Aussie rising star Brenton Thwaites joins the crew of Disney’s Pirates of the Caribbean: Dead Men Tell No Tales.
Queensland-born Brenton Thwaites has an ongoing gag about his thwarted Hollywood dream. “I’ve been doing this for seven years and every time I move to Hollywood, I get a movie back in Australia,” grins the Cairns native who turns up as Orlando Bloom’s son in the fifth instalment of the Pirates of the Caribbean franchise, Dead Men Tell No Tales.
“The last time I moved to Los Angeles was just before Pirates was about to shoot, and I found out the studio was 20 minutes from my house, so I moved back home again for six months,” he says, referring to Village Roadshow Studios in Oxenford, Queensland; although, Pirates also shot in locations in Moreton Bay, Helensvale, Maudsland, Southport, Tamborine Mountain, and the Whitsunday Islands.
“One of these days I will move to Hollywood.
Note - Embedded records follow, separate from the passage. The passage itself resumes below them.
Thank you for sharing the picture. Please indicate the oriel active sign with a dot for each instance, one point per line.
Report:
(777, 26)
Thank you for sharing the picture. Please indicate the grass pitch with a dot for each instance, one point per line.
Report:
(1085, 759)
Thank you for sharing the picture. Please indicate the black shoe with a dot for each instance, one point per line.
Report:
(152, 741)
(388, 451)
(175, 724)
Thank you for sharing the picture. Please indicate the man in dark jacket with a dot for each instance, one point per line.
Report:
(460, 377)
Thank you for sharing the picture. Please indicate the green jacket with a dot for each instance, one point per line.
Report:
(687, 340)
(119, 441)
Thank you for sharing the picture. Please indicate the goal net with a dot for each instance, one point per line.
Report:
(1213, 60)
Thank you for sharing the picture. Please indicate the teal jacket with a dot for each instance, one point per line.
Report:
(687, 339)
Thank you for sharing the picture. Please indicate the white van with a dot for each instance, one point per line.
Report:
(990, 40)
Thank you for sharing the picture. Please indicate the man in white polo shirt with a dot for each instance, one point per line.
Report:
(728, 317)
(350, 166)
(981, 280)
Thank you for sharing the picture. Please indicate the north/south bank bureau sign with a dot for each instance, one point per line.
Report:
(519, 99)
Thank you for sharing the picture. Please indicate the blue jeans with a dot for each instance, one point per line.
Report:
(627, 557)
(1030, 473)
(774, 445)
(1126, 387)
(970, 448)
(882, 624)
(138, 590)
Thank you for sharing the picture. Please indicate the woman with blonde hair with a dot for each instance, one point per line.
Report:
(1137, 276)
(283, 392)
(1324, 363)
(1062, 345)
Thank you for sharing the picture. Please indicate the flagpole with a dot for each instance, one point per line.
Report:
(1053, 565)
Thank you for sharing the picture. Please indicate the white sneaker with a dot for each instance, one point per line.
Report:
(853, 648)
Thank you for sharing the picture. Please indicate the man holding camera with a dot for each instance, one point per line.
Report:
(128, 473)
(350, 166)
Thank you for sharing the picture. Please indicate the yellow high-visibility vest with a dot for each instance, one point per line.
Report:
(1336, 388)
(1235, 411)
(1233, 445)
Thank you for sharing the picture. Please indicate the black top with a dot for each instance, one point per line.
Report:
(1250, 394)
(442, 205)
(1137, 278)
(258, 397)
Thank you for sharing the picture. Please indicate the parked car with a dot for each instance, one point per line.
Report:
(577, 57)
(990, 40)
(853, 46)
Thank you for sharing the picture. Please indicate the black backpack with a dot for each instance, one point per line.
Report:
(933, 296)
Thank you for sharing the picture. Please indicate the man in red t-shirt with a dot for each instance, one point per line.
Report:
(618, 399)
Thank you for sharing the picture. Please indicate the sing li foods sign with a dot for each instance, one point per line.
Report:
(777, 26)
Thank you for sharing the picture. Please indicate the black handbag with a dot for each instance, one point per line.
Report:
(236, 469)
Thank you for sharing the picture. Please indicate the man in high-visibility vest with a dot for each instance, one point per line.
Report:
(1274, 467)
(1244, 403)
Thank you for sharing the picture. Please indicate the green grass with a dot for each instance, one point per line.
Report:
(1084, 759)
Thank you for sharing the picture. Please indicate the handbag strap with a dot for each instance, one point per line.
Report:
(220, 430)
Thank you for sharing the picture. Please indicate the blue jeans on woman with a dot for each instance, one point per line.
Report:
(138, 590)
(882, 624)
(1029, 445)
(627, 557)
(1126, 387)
Right now, it’s a work in progress,” laughs Thwaites, 27, whose other recent films Gods of Egypt, Son of a Gun, and Ruben Guthrie all necessitated a move back home.
Today, Thwaites’s Henry Turner is introduced to the Pirates franchise alongside fellow newcomer Javier Bardem, opposite Pirate veterans Johnny Depp, Orlando Bloom and Geoffrey Rush.
Turner is a former officer with the Royal Navy, although his insistence on seeking out a mythological treasure – which can bring the dead back to life – lands him in jail.
“I hope the movie will help connect young men with their fathers, but talking about my own father and our relationship is a little touchy, certainly more touchy than I would care to share,” says the former Home and Away star, who has a 14-month-old daughter with girlfriend Chloe Pacey.
Many of Thwaites’ fans have remarked on his resemblance to a young Brad Pitt, and the Aussie doesn’t deny the similarity.
“It’s funny that people should say that. I was looking forward to playing Brad Pitt’s son in a movie which recently fell apart,” he told STACK at CinemaCon in Las Vegas, where he was honoured with Breakthrough Performer of the Year, before catching a flight back to Europe where he’s filming World War II thriller Ghosts of War.
“To be honest, I’m not ready for fame. I don’t think anyone is ready for it. I think it’s just one of those things that, if I’m lucky enough, it could be a part of my life and hopefully I will tell great stories which will inspire the world,” says the actor, whose other films include Maleficent, Oculus and The Giver.
“Personal life aside, the safety and security of my family – that’s a different story, and it gets scary when you think about that stuff. My goal is to continue to work and have a great team around me. My dream is to play Hamlet on stage.”
Growing up, Thwaites says it was his movie-loving mother Fiona who really helped develop his passion for film. “As a teenager, we watched hundreds of films together. I was inspired by Good Will Hunting, Dante’s Peak, Romeo + Juliet and Titanic. Heath Ledger was my idol.
“Cairns is a diving and tourist town, between the mountains, the tropics, and the reef, so I was exposed to people from all over the world from different cultures, which intrigued me and gave me a desire to travel from a very young age, long before I thought to pursue acting. When I was 16 I was messing around with plays, and I joined the theatre company, and then went to acting school. It made sense that I would travel for the rest of my life.”
Pirates of the Caribbean: Dead Men Tell No Tales is in cinemas on May 25.